The Kensington Society
- Established: 1953
- Founder: Gay Christiansen
- Type: Civic society
- Legal status: Charity
- Location: United Kingdom;
- Region served: Kensington, London
- Members: 700
- Key people: The Duke of Gloucester (patron) Lord Carnwath of Notting Hill (president) Amanda Frame (chairman)
- Main organ: Board of Trustees
- Affiliations: 40 affiliated societies
- Website: kensingtonsociety.org

= Kensington Society =

Civil society in Kensington

The Kensington Society is a civic society for Kensington, London.
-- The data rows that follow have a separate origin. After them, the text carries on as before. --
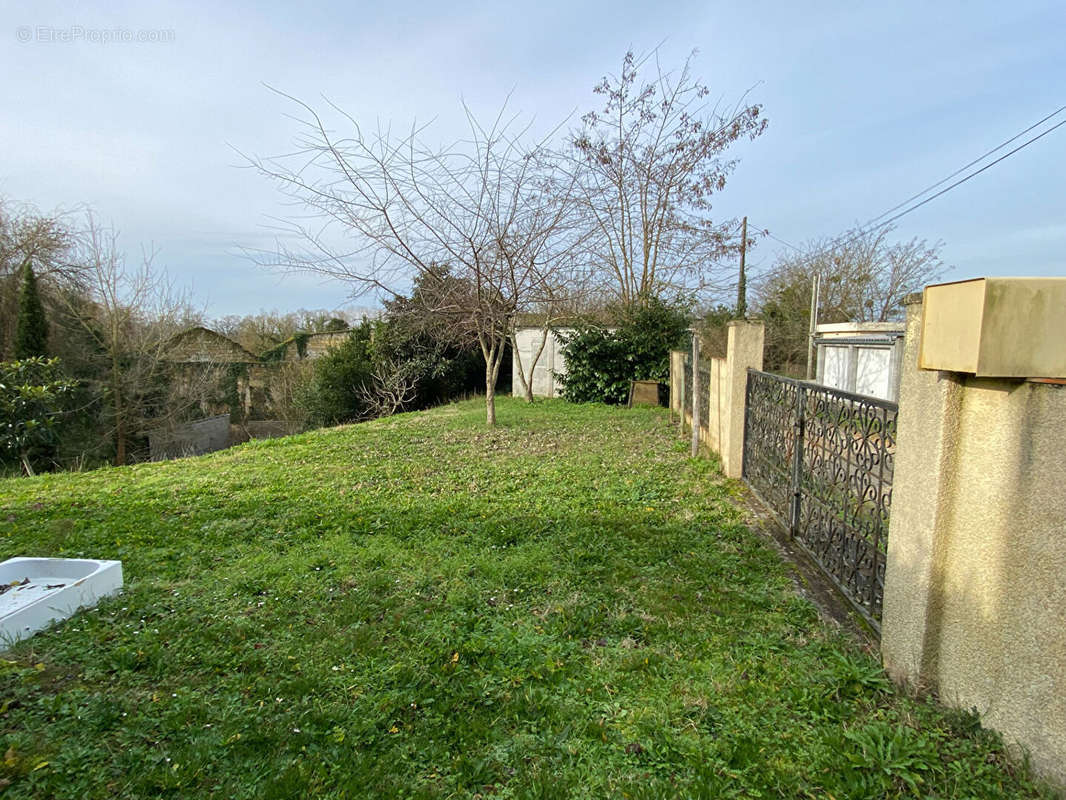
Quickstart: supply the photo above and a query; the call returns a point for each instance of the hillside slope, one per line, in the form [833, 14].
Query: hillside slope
[565, 606]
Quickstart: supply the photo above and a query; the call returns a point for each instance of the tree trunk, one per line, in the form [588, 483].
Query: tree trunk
[489, 399]
[116, 405]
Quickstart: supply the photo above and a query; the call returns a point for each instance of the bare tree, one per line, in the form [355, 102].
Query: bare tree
[393, 384]
[862, 277]
[129, 314]
[650, 161]
[487, 220]
[44, 240]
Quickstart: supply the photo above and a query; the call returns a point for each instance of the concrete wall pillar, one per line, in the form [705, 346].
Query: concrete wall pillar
[743, 351]
[925, 447]
[975, 573]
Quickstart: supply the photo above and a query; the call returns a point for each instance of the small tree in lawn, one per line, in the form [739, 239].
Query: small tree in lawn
[34, 396]
[388, 209]
[649, 162]
[31, 329]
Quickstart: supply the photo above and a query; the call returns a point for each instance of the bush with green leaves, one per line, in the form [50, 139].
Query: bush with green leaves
[34, 397]
[334, 395]
[600, 363]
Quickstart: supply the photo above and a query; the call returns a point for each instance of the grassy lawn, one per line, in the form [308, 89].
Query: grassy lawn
[566, 606]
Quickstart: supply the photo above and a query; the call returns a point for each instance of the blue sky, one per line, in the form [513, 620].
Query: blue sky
[868, 104]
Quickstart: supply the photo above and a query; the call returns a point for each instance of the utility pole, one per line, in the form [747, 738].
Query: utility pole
[742, 282]
[812, 329]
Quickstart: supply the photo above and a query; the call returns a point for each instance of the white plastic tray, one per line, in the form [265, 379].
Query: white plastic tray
[45, 590]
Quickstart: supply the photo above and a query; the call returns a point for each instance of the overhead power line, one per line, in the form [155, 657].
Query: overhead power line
[869, 226]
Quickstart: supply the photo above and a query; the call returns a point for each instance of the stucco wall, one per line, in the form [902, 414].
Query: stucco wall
[975, 577]
[551, 361]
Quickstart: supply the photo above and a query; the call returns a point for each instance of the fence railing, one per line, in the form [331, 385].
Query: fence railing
[822, 461]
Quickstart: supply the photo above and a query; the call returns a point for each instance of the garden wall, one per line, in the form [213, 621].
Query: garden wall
[975, 577]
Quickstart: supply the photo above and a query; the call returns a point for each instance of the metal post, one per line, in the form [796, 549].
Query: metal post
[695, 394]
[680, 403]
[813, 328]
[798, 430]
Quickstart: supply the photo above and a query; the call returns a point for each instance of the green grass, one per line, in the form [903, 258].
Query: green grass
[566, 606]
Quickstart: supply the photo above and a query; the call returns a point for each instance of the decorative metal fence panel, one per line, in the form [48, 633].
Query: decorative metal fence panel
[834, 492]
[705, 398]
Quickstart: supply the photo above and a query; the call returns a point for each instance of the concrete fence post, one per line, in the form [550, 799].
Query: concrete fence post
[743, 351]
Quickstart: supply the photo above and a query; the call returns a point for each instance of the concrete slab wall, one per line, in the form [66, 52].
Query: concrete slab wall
[552, 361]
[975, 577]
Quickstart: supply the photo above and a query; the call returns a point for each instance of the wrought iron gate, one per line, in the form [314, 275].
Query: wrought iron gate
[822, 461]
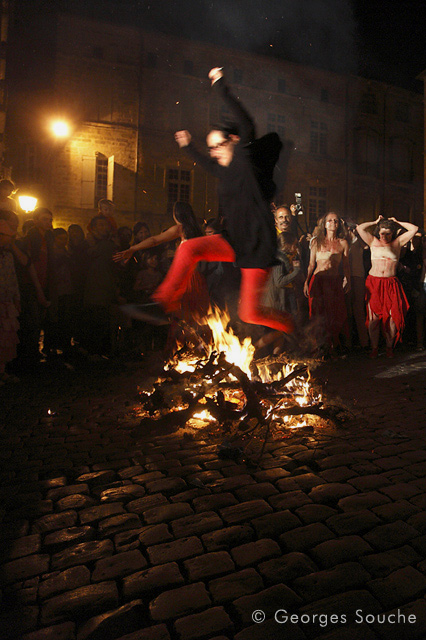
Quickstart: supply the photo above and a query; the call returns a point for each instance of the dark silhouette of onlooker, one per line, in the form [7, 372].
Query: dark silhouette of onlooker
[37, 285]
[100, 290]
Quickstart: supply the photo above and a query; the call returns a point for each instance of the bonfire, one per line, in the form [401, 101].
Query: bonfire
[236, 398]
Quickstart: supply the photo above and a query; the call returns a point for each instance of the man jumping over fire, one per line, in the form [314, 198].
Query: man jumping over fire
[244, 168]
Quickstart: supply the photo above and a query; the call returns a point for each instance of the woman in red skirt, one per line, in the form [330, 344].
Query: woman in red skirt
[324, 285]
[387, 304]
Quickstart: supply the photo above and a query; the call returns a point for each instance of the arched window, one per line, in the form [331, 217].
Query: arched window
[368, 103]
[366, 148]
[401, 160]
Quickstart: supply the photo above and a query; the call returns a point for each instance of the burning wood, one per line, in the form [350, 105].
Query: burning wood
[228, 390]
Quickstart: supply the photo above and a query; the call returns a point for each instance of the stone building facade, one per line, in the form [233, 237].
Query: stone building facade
[351, 145]
[4, 26]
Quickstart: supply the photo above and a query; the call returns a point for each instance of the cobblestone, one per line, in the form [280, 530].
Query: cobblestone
[175, 550]
[228, 537]
[82, 602]
[289, 525]
[179, 602]
[166, 512]
[398, 587]
[82, 553]
[269, 601]
[152, 580]
[254, 552]
[286, 568]
[235, 585]
[65, 581]
[321, 584]
[209, 565]
[202, 625]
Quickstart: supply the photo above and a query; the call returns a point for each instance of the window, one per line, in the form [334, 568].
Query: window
[151, 60]
[368, 103]
[97, 178]
[31, 162]
[178, 187]
[402, 112]
[401, 160]
[366, 145]
[225, 115]
[319, 136]
[188, 67]
[281, 85]
[238, 76]
[101, 177]
[276, 122]
[317, 203]
[98, 52]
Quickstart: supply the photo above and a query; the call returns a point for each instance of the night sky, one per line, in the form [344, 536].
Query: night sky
[379, 39]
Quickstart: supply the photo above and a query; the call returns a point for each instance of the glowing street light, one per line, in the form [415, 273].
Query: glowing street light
[60, 128]
[27, 203]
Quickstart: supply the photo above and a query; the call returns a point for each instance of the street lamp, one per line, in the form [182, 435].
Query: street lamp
[27, 203]
[60, 129]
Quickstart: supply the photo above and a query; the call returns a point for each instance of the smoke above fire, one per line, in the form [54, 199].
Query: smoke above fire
[314, 32]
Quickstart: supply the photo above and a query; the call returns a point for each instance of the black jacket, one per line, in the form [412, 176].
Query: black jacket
[246, 188]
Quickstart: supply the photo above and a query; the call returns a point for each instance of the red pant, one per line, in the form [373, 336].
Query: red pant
[216, 249]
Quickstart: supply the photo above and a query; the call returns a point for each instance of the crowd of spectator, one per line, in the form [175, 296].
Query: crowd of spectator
[62, 293]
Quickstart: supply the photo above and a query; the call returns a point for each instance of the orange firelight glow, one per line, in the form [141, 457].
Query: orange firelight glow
[60, 128]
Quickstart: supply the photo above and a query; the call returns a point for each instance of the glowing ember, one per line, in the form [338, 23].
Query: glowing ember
[236, 352]
[227, 389]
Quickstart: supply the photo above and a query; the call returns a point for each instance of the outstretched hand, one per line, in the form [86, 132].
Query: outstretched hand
[123, 256]
[215, 74]
[183, 138]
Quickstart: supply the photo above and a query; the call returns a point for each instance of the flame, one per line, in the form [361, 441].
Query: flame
[241, 353]
[236, 352]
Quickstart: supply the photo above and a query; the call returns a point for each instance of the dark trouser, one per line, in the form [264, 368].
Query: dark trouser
[97, 329]
[217, 249]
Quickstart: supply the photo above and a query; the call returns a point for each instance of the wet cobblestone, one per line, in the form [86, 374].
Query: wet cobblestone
[108, 535]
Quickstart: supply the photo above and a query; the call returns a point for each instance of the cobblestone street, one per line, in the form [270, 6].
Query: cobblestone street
[107, 535]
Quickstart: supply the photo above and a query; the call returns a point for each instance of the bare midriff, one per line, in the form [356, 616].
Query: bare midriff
[384, 259]
[328, 262]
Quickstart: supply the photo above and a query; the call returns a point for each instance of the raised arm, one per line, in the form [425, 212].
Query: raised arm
[184, 140]
[246, 128]
[311, 267]
[346, 267]
[364, 234]
[404, 238]
[173, 233]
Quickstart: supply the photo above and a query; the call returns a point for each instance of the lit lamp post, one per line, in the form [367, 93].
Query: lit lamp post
[27, 203]
[60, 129]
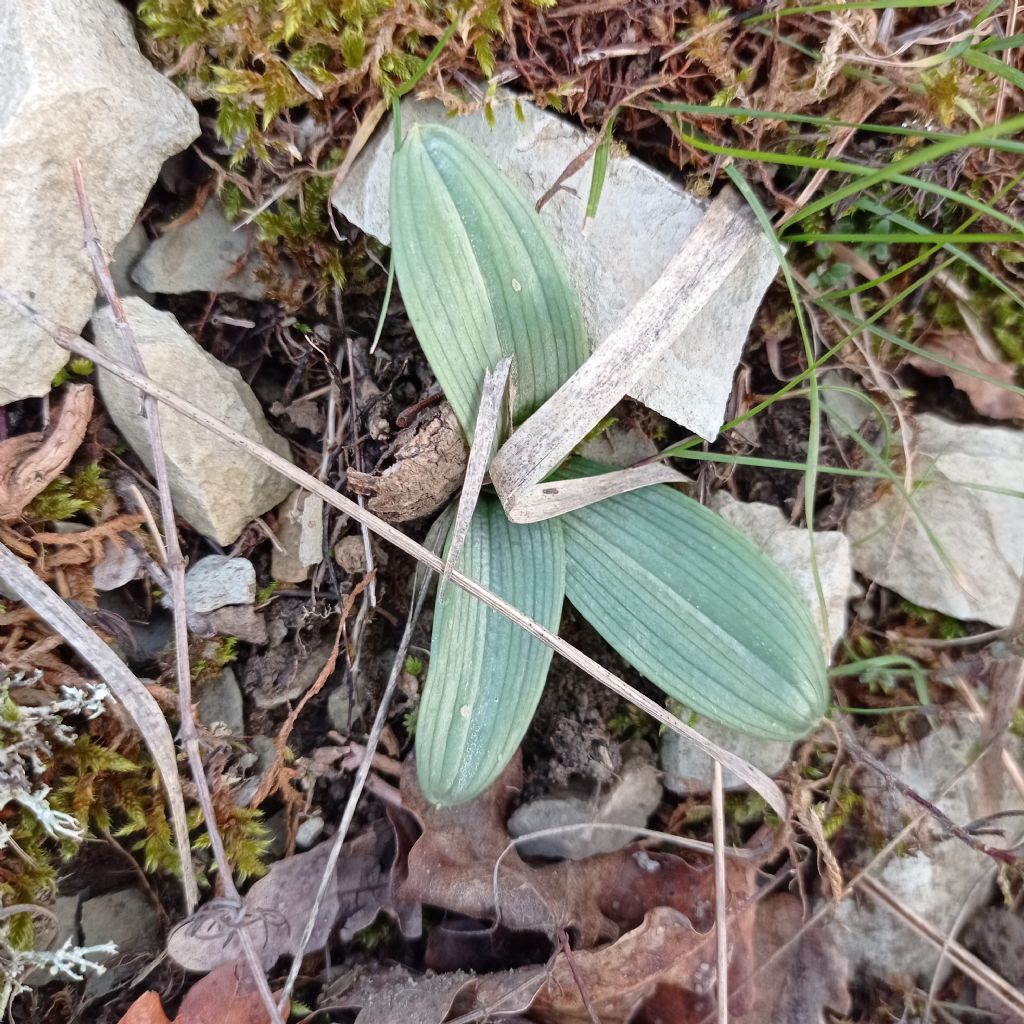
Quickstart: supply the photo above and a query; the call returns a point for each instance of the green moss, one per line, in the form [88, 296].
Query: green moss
[67, 497]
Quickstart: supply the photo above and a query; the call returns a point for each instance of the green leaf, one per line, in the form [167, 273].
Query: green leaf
[480, 278]
[695, 607]
[486, 675]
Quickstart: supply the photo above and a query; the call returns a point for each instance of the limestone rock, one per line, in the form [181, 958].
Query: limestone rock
[939, 878]
[73, 84]
[205, 254]
[981, 532]
[220, 701]
[217, 581]
[215, 486]
[632, 801]
[300, 534]
[126, 919]
[790, 548]
[642, 220]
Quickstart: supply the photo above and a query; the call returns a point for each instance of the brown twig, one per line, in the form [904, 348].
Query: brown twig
[563, 941]
[946, 823]
[175, 566]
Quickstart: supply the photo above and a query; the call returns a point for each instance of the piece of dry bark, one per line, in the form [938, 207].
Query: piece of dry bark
[429, 465]
[30, 462]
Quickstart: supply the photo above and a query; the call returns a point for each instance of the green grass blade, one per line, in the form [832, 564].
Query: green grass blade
[706, 110]
[486, 674]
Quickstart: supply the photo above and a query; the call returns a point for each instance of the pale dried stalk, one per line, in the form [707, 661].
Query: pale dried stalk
[755, 778]
[487, 421]
[134, 697]
[712, 252]
[175, 565]
[420, 589]
[721, 912]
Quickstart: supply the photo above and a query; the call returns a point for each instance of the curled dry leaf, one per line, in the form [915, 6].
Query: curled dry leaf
[452, 865]
[30, 462]
[666, 960]
[226, 995]
[279, 904]
[988, 398]
[800, 973]
[429, 464]
[396, 993]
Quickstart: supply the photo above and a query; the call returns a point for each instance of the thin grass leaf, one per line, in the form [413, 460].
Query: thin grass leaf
[693, 605]
[755, 114]
[868, 176]
[486, 674]
[994, 67]
[814, 402]
[825, 8]
[600, 171]
[479, 275]
[880, 210]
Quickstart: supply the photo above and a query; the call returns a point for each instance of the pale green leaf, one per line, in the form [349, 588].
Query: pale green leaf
[690, 603]
[486, 674]
[480, 278]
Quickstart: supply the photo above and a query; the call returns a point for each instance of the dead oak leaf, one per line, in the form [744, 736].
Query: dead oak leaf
[801, 973]
[226, 995]
[664, 958]
[278, 905]
[30, 462]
According to its website, it serves both as an individual membership organisation, with more than 700 members, and as an umbrella organisation for 40 affiliated residents' associations and conservation societies that cover specific areas of Kensington.

The society's objectives are "to preserve and improve the amenities of Kensington for the public benefit by stimulating interest in its history and records, promoting good architecture and planning in its future development and by protecting, preserving and improving its buildings, open spaces and other features of beauty or historic or public interest.”

The society was created in 1953 by a local resident, Gay Christiansen, who fought but lost a proposal to replace several historical houses on Young Street in central Kensington with a multi-storey car park. Realising that local opinion wasn't considered or reflected in the planning process, she started the Kensington Society and was its driving force for more than 40 years.

Among the successful campaigns by the society since the 1950s are the preservation of Leighton House, the saving of the remaining east wing of the severely bomb-damaged Holland House, and a revision of the originally proposed Princess Diana memorial garden in Kensington Gardens after the death of Diana, Princess of Wales in 1997. The proposal would have drastically changed large parts of the gardens. Instead, the compromise solution became the Diana, Princess of Wales Memorial Playground in Kensington Gardens, and the 7 mi Diana, Princess of Wales Memorial Walk through Kensington Gardens, Hyde Park, Green Park and St. James's Park.

Since 1974, The Kensington Society is a registered charity. Since 2023, its president is the former Supreme Court judge Lord Carnwath of Notting Hill.